Huflattich-Gesichtswasser
Zutaten: 5 Eßl. getrocknete Huflattichblätter, 500 ml Wasser, 20 ml Alkohol

Die getrockneten Blätter werden mit heißem Wasser überbrüht und 10 Minuten ziehen gelassen. Den Auszug abkühlen lassen und dann den Alkohol zugeben.

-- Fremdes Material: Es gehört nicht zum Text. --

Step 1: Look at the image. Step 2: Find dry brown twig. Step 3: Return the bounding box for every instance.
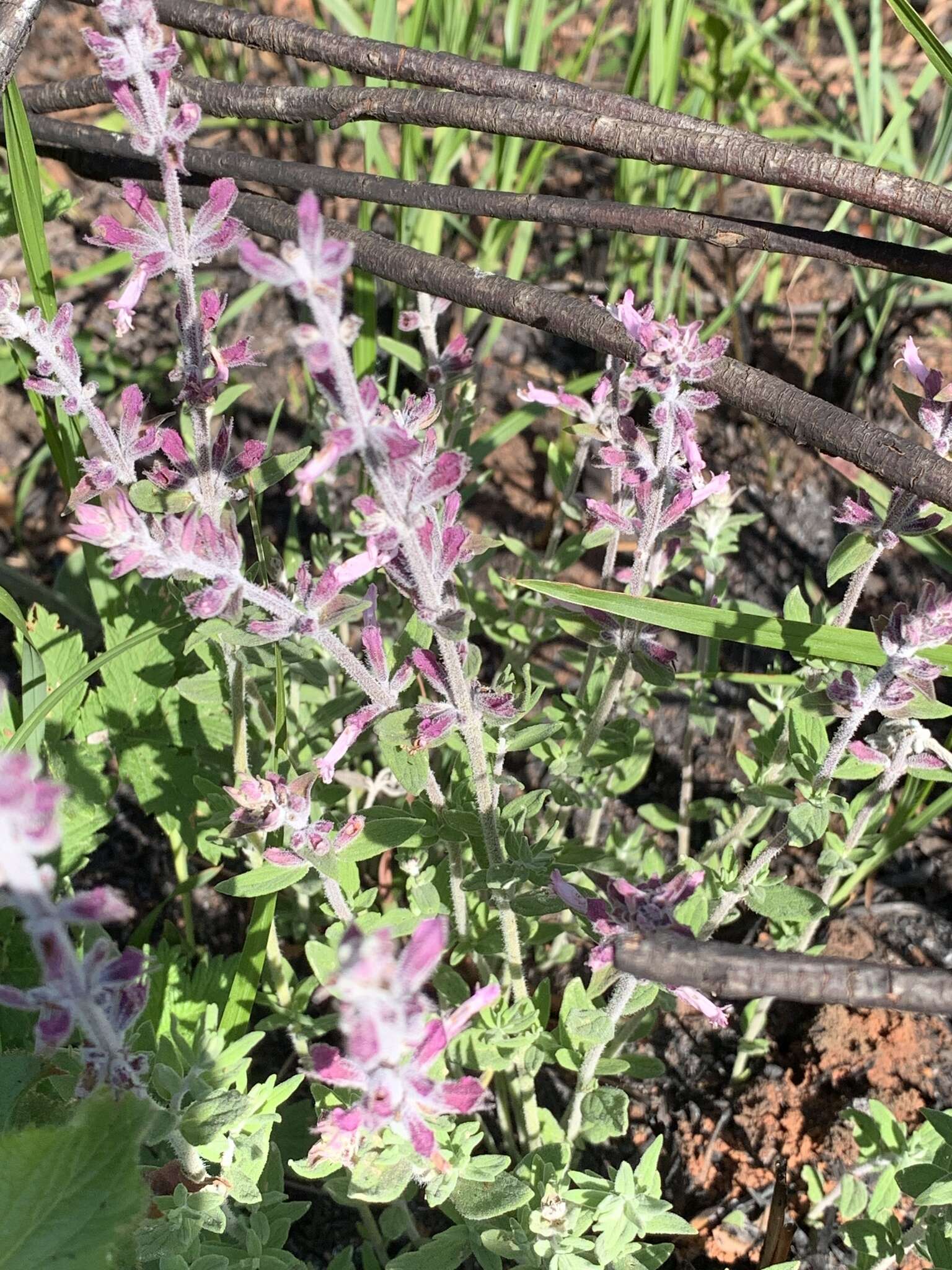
[614,931,952,1015]
[17,120,952,507]
[23,75,952,282]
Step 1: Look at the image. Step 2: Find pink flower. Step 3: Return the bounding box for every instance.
[832,489,942,550]
[224,772,317,836]
[239,190,353,309]
[309,917,499,1171]
[879,582,952,660]
[69,383,159,508]
[264,815,366,868]
[896,337,952,456]
[849,719,952,788]
[552,869,729,1028]
[146,420,265,504]
[410,647,517,750]
[0,752,148,1093]
[0,750,68,889]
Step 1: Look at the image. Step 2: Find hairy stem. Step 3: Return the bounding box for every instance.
[580,653,628,758]
[832,542,886,626]
[565,974,638,1147]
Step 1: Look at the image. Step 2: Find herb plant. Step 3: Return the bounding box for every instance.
[0,0,952,1270]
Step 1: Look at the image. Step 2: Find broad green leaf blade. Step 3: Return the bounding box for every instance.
[0,615,193,750]
[0,1091,152,1270]
[0,587,47,755]
[214,861,310,899]
[518,578,952,673]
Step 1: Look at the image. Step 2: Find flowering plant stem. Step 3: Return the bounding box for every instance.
[565,974,638,1147]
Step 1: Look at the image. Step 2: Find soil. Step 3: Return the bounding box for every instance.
[0,0,952,1270]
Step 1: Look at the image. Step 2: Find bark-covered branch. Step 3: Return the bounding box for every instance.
[23,106,952,282]
[17,118,952,508]
[0,0,43,94]
[41,25,952,234]
[63,0,773,144]
[614,931,952,1015]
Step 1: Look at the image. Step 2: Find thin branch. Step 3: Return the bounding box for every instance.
[22,90,952,282]
[614,931,952,1015]
[17,120,952,507]
[65,0,774,144]
[32,42,952,234]
[0,0,43,94]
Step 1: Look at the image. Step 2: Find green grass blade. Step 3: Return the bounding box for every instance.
[219,892,278,1041]
[470,371,602,466]
[0,587,46,755]
[0,615,193,752]
[4,80,81,491]
[889,0,952,85]
[518,578,952,673]
[4,81,56,320]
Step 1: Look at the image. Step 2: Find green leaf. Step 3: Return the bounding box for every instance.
[4,80,56,320]
[0,1091,152,1270]
[47,740,115,877]
[379,737,430,795]
[746,881,826,922]
[451,1173,533,1222]
[562,1007,614,1047]
[4,80,81,491]
[506,722,565,755]
[179,1090,253,1147]
[360,806,426,853]
[518,579,952,673]
[214,859,310,899]
[787,801,830,847]
[826,530,876,587]
[245,446,314,494]
[130,480,194,515]
[346,1153,414,1204]
[387,1225,471,1270]
[0,1050,43,1142]
[581,1086,628,1144]
[27,605,87,744]
[0,616,192,750]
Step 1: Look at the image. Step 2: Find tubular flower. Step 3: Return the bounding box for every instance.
[0,753,148,1096]
[552,869,729,1028]
[309,917,499,1171]
[896,335,952,458]
[146,420,267,504]
[224,772,316,837]
[0,281,159,507]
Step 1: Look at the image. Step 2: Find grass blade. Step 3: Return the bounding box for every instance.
[518,578,952,673]
[221,892,278,1041]
[889,0,952,86]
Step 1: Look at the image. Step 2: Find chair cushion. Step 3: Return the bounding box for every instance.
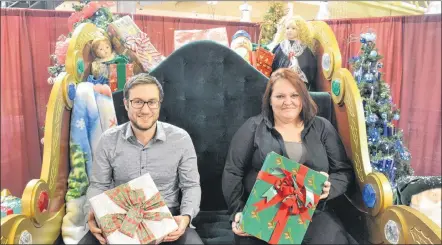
[310,92,333,122]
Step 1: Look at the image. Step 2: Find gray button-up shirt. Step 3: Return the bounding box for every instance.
[85,121,201,219]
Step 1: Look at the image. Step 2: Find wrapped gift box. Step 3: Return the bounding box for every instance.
[107,15,164,74]
[109,64,134,92]
[89,174,178,244]
[239,152,327,244]
[174,27,229,50]
[0,196,22,218]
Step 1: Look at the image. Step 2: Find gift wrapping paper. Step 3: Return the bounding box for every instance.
[107,15,164,72]
[90,174,178,244]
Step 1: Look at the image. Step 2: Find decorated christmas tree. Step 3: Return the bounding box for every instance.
[349,32,413,187]
[260,2,286,45]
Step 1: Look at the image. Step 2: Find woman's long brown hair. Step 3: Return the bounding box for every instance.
[262,68,318,124]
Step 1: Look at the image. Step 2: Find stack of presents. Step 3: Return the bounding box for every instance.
[85,16,274,92]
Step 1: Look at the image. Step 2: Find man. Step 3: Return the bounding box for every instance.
[80,73,203,244]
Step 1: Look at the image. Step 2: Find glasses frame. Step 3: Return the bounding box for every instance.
[129,99,161,110]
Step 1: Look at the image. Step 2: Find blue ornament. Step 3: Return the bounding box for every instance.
[367,113,379,124]
[385,159,393,170]
[362,184,376,208]
[382,122,388,137]
[368,127,379,144]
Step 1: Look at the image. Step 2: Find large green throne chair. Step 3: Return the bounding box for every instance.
[1,21,441,244]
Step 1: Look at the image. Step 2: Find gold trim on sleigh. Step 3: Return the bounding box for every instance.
[1,23,103,244]
[311,21,441,244]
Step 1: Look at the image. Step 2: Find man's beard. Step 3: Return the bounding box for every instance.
[130,115,158,131]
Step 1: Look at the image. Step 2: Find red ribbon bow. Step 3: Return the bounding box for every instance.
[253,165,319,244]
[100,184,173,244]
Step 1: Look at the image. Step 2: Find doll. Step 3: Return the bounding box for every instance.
[272,16,317,90]
[230,30,253,64]
[92,37,115,79]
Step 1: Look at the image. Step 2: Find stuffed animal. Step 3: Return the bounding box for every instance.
[230,30,253,64]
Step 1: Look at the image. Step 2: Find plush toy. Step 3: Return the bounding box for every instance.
[270,16,317,88]
[410,188,442,227]
[92,37,116,79]
[230,30,253,64]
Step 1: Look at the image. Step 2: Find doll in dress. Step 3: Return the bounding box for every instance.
[272,16,317,91]
[92,37,116,79]
[230,30,253,64]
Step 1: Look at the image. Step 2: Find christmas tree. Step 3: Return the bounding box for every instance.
[349,32,413,187]
[48,0,120,84]
[260,2,286,45]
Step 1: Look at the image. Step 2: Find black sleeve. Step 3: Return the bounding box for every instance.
[222,118,256,221]
[272,44,280,73]
[307,48,318,87]
[321,119,354,200]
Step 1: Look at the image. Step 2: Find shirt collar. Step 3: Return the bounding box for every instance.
[124,121,166,142]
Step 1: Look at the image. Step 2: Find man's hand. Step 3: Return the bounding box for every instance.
[319,172,331,199]
[232,213,250,236]
[87,211,106,244]
[163,215,190,242]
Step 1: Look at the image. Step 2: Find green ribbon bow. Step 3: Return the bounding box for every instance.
[100,184,173,244]
[103,55,129,90]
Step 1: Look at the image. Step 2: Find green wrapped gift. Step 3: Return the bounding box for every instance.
[239,152,327,244]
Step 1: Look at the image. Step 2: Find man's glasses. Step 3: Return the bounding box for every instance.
[130,99,160,109]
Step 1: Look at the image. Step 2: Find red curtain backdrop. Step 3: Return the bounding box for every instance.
[399,15,442,175]
[0,9,259,196]
[327,15,441,176]
[327,17,403,106]
[0,9,441,196]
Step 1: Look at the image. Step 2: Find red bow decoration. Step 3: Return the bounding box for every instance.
[100,184,173,244]
[253,165,319,244]
[124,31,151,70]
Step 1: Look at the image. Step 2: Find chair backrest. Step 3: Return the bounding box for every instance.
[114,41,332,210]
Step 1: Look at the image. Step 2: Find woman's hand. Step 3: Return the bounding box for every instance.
[232,213,250,236]
[319,172,331,199]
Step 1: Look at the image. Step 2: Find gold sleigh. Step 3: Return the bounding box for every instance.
[1,21,441,244]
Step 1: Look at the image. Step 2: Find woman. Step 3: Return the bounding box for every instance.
[272,16,317,90]
[222,68,354,244]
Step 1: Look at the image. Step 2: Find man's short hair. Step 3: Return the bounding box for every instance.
[123,73,164,102]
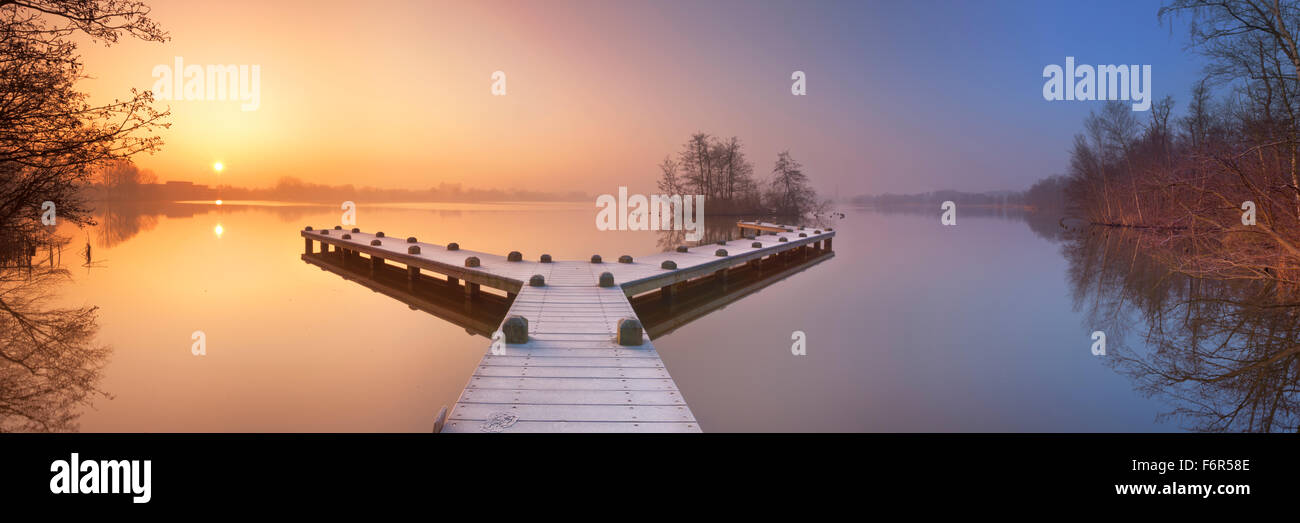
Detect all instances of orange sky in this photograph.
[68,0,1195,196]
[73,0,873,193]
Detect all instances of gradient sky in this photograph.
[73,0,1203,196]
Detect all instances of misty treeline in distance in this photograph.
[0,0,168,432]
[658,133,829,217]
[82,161,589,206]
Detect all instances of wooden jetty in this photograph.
[300,221,835,432]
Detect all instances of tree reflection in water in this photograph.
[0,261,112,432]
[1062,228,1300,432]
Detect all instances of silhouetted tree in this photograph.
[0,0,168,238]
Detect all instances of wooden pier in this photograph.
[302,222,835,432]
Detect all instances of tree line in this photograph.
[1065,0,1300,295]
[658,133,829,216]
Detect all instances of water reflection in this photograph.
[0,261,112,432]
[1062,228,1300,432]
[302,251,510,338]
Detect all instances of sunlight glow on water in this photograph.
[40,202,1177,432]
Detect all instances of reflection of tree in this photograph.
[0,265,112,432]
[96,204,159,248]
[1063,228,1300,432]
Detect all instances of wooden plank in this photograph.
[460,389,686,405]
[465,376,677,390]
[475,364,668,379]
[442,420,699,433]
[449,403,696,423]
[300,222,835,432]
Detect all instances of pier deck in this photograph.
[302,222,835,432]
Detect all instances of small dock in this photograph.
[300,222,835,432]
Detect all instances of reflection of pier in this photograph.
[302,222,835,432]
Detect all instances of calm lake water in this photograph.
[40,203,1180,432]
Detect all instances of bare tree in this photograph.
[0,0,168,236]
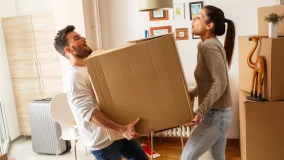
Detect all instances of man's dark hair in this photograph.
[54,25,75,57]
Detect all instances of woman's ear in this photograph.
[206,22,215,30]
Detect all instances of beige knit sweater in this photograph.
[191,38,232,117]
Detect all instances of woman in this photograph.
[181,6,235,160]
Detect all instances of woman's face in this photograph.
[191,9,209,36]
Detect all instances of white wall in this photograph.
[16,0,52,15]
[0,0,20,140]
[0,0,52,140]
[100,0,274,138]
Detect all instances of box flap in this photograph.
[127,33,173,43]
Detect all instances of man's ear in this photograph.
[64,47,73,53]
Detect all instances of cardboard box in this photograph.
[239,90,284,160]
[239,36,284,101]
[85,34,193,134]
[0,154,8,160]
[257,5,284,36]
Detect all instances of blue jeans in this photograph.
[91,139,148,160]
[181,108,233,160]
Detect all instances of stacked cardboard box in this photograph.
[239,6,284,160]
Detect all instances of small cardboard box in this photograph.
[257,5,284,36]
[239,36,284,101]
[85,34,193,134]
[239,90,284,160]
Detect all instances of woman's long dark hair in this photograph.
[204,5,236,68]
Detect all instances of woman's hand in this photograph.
[185,114,201,127]
[188,91,195,103]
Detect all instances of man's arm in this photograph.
[90,108,140,140]
[67,74,140,140]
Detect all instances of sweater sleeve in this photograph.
[195,46,228,117]
[190,86,198,97]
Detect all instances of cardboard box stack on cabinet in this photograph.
[238,5,284,160]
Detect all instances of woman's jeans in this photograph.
[181,107,233,160]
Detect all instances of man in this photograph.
[54,25,148,160]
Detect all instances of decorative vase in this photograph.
[268,22,278,38]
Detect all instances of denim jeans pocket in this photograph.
[220,116,232,133]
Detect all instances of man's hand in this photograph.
[122,118,141,140]
[185,114,201,127]
[188,92,195,103]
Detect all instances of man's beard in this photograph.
[72,47,93,59]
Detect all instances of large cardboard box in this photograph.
[239,36,284,101]
[257,5,284,36]
[239,90,284,160]
[85,34,193,134]
[0,154,8,160]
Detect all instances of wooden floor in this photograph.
[134,138,241,160]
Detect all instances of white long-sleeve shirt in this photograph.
[64,66,112,150]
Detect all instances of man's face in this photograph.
[66,31,93,59]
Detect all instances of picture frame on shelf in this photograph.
[176,28,188,41]
[150,26,172,37]
[149,10,169,21]
[192,34,200,39]
[173,3,185,20]
[189,1,203,20]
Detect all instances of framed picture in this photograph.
[150,26,172,36]
[189,1,203,20]
[176,28,188,40]
[149,10,169,21]
[173,3,185,20]
[192,35,200,39]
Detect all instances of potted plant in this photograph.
[265,13,284,38]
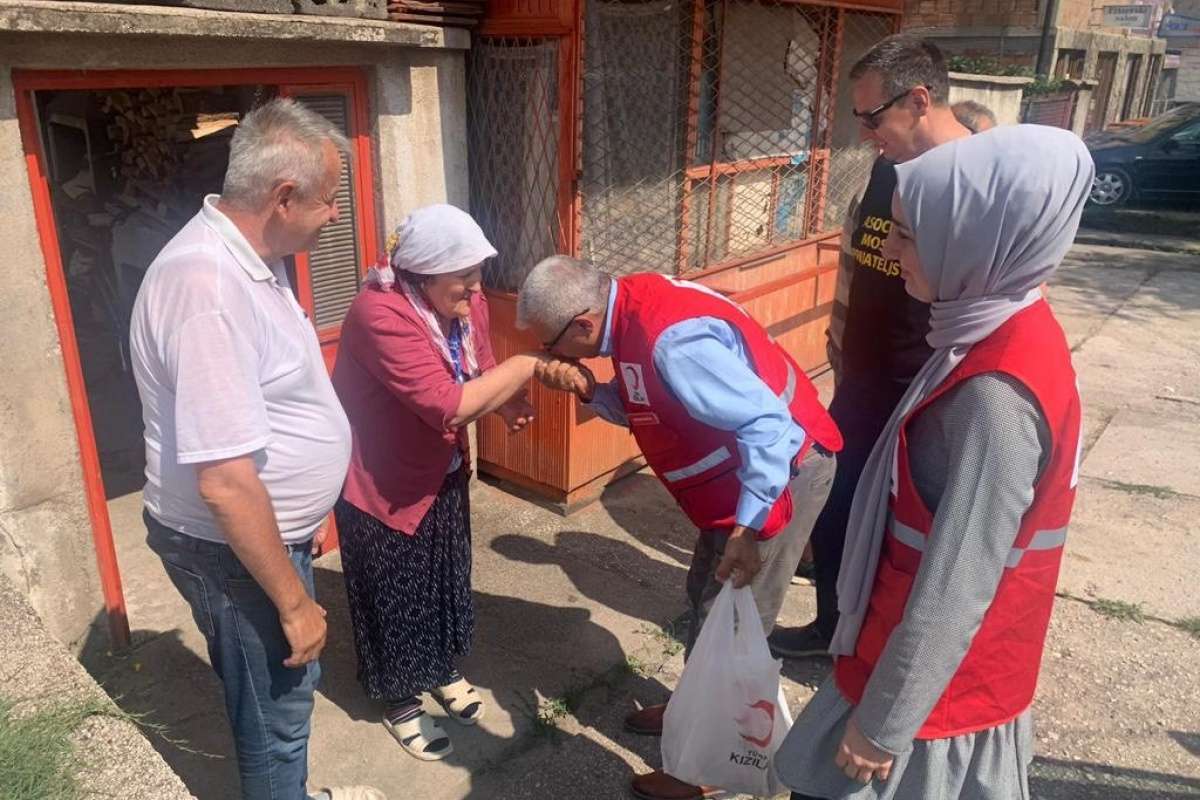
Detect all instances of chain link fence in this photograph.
[469,0,894,289]
[467,37,563,291]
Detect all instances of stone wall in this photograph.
[950,72,1033,125]
[904,0,1042,29]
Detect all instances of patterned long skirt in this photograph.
[335,469,475,700]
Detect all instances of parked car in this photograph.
[1086,103,1200,205]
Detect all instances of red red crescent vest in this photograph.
[612,273,841,539]
[834,301,1080,739]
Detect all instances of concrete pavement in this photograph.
[88,246,1200,800]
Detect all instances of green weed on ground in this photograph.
[1088,597,1146,622]
[0,698,121,800]
[1100,480,1178,500]
[538,697,571,732]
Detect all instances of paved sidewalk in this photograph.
[89,246,1200,800]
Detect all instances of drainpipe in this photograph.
[1036,0,1060,77]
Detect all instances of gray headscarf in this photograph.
[830,125,1096,655]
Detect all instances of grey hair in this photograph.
[517,255,612,331]
[850,34,950,105]
[221,97,349,209]
[950,100,996,133]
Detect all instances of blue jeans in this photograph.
[143,513,320,800]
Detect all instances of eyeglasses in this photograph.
[854,86,928,131]
[542,308,592,350]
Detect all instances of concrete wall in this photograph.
[950,72,1033,125]
[1166,0,1200,102]
[1169,45,1200,102]
[0,0,469,644]
[904,0,1046,28]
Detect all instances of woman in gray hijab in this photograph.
[775,125,1094,800]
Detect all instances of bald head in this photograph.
[517,255,612,357]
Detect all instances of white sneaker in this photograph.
[322,786,388,800]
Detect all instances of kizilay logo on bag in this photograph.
[730,700,775,770]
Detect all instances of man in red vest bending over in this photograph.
[517,255,841,800]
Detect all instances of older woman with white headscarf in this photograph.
[334,205,538,760]
[775,125,1094,800]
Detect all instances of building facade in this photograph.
[905,0,1166,131]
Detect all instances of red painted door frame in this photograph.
[12,67,376,649]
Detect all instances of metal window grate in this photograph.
[467,38,563,291]
[580,0,893,273]
[295,94,362,329]
[468,0,895,290]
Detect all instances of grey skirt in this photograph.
[775,675,1033,800]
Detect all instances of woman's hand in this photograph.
[834,716,895,783]
[496,389,534,433]
[534,359,596,403]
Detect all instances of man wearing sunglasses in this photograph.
[768,35,971,658]
[517,255,841,800]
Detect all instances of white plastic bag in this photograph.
[662,582,792,798]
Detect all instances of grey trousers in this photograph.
[684,447,835,658]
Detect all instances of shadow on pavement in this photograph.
[492,530,688,625]
[1030,758,1200,800]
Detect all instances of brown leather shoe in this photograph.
[625,703,667,736]
[630,770,719,800]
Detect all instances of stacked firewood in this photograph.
[388,0,487,28]
[100,89,239,222]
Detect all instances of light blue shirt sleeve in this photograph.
[652,317,805,530]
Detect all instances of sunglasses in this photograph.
[853,86,928,131]
[542,308,592,351]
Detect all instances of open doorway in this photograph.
[13,67,376,646]
[35,85,264,501]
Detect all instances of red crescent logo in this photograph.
[738,700,775,750]
[625,367,642,392]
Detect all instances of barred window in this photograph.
[470,0,895,289]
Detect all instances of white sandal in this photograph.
[383,711,454,762]
[430,678,484,724]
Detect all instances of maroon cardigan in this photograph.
[334,287,496,535]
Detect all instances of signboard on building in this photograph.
[1158,14,1200,38]
[1104,6,1154,30]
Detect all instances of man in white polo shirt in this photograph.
[130,100,383,800]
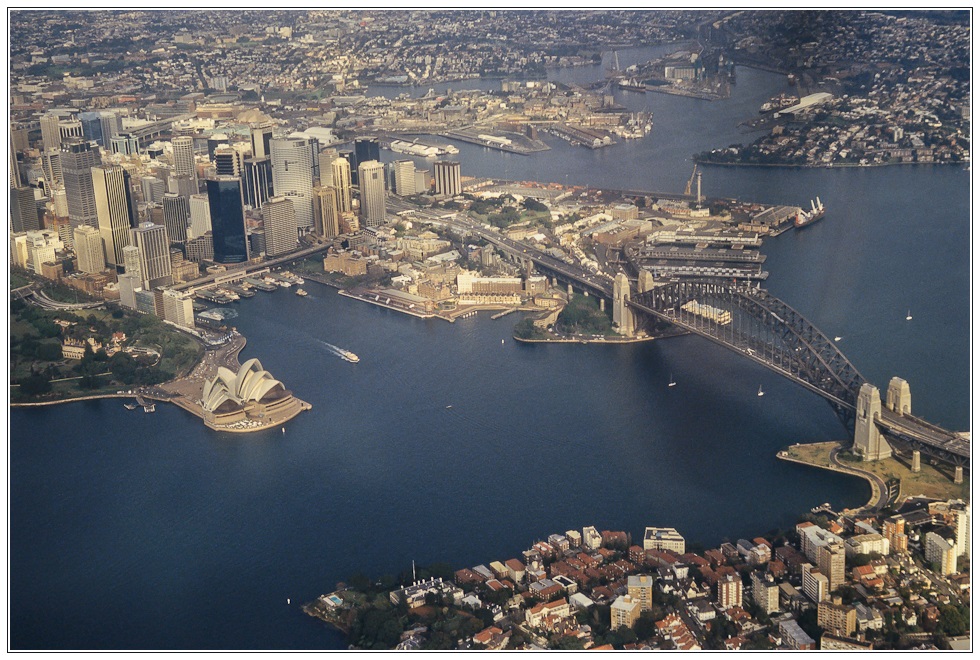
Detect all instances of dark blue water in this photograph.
[9,55,970,649]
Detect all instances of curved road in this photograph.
[830,445,888,511]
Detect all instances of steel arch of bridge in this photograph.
[629,281,866,419]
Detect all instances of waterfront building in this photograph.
[313,186,341,238]
[609,595,641,630]
[187,193,211,238]
[73,225,105,273]
[800,564,830,603]
[10,186,41,232]
[270,133,319,233]
[92,165,134,269]
[171,135,197,183]
[242,156,275,209]
[433,161,463,197]
[205,177,248,264]
[390,160,417,197]
[163,289,194,328]
[357,160,385,227]
[354,137,381,173]
[817,542,847,591]
[122,245,143,282]
[643,527,685,555]
[60,140,102,227]
[262,197,299,257]
[332,158,354,213]
[925,532,956,575]
[752,571,779,614]
[817,596,857,637]
[130,222,173,289]
[163,193,191,243]
[716,574,742,610]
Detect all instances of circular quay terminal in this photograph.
[7,7,973,653]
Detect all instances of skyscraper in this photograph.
[171,135,197,180]
[354,137,381,167]
[262,197,299,257]
[61,139,102,227]
[205,176,248,264]
[10,186,41,232]
[357,160,385,227]
[163,193,191,243]
[93,165,133,268]
[270,134,319,231]
[332,157,354,213]
[313,186,340,238]
[249,122,272,158]
[391,160,417,197]
[74,225,105,273]
[129,222,174,289]
[242,156,273,209]
[434,160,463,197]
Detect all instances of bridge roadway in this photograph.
[877,408,970,464]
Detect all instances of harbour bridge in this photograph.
[445,214,970,466]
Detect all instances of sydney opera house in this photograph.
[201,358,308,431]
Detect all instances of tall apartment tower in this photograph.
[331,157,354,213]
[61,140,102,227]
[357,160,385,227]
[10,186,41,232]
[262,197,299,257]
[270,134,320,231]
[92,165,133,267]
[313,186,340,238]
[187,193,211,238]
[249,122,272,158]
[205,176,248,264]
[433,160,463,197]
[171,135,197,181]
[391,160,418,197]
[163,193,191,243]
[74,225,105,273]
[130,222,174,290]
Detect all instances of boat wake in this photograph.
[317,339,361,362]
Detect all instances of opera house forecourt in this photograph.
[201,358,310,433]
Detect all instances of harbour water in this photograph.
[9,52,970,649]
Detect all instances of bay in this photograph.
[9,58,970,649]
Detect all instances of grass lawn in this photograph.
[786,442,970,501]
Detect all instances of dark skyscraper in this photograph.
[206,177,248,264]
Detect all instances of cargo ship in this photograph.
[793,197,825,229]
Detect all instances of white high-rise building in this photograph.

Das Gesichtswasser in eine dunkle Flasche füllen und innerhalb von 2 Wochen aufbrauchen.
Hilft bei Entzündungen oder Akne – dazu die empfindlichen Hautstellen betupfen oder ein Pad auflegen.

als Räucherwerk

Beim Räuchern verbreitet das ganze Kraut einen einen angenehmen, warmen, lieblichen, nussigen Duft. Eine Huflattich-Räucherung eignet sich gut, wenn die Liebe eingerostet ist. Sie bringt Sonne in die Herzen und
erinnert uns daran, dass nach einem Tief auch wieder ein Hoch kommt. Das Räucherwerk klärt unsere Gedanken wirkt antiseptisch, stärkend, heilend, schützend, aufbauend, reinigend.

Sagen & Legenden
  • Der Huflattich fand schon im ersten großen Kräuterbuch „Gart der Gesundheit“ von 1485 Erwähnung und wird dort als Mittel gegen „Grynt“ und „Pestillenz“ empfohlen.
  • Das Rauchen des Huflattich wurde früher bei Asthma und Bronchitis empfohlen. Der Rauch soll entkrampfend wirken und festsitzenden Schleim lösen.
  • Sein lateinischer Name „Tussilago farfara“ setzt sich aus „tussis“= Husten und „agere“ = vertreiben zusammen und bedeutet „Hustenvertreiber“. „far“= Mehl und „ferre“= tragen bezeichnen die weißfilzige Blattunterseite, welche aussieht wie mit Mehl bestäubt.
  • Die großen Blätter des Huflattichs sind unterseits weich behaart und werden daher von Naturfreunden auch als Wanderers Klopapier bezeichnet.
  • Nach antiker Überlieferung soll der Huflattich den blutigen Hufabdrücken der Centauren entsprossen sein, als diese mit den Menschen kämpften. Centauren sind Mischwesen mit einem menschlichen Oberkörper und dem Rumpf und Beinen eines Pferds.
  • Auch die Kelten weihten diese Pflanze den Pferdegöttinnen. Der gallischen Epona, der irischen Macha und der walisischen Rhiannon. Dort wo Epona auftrat, entsprangen der Erde unter ihren Hufen Huflattich.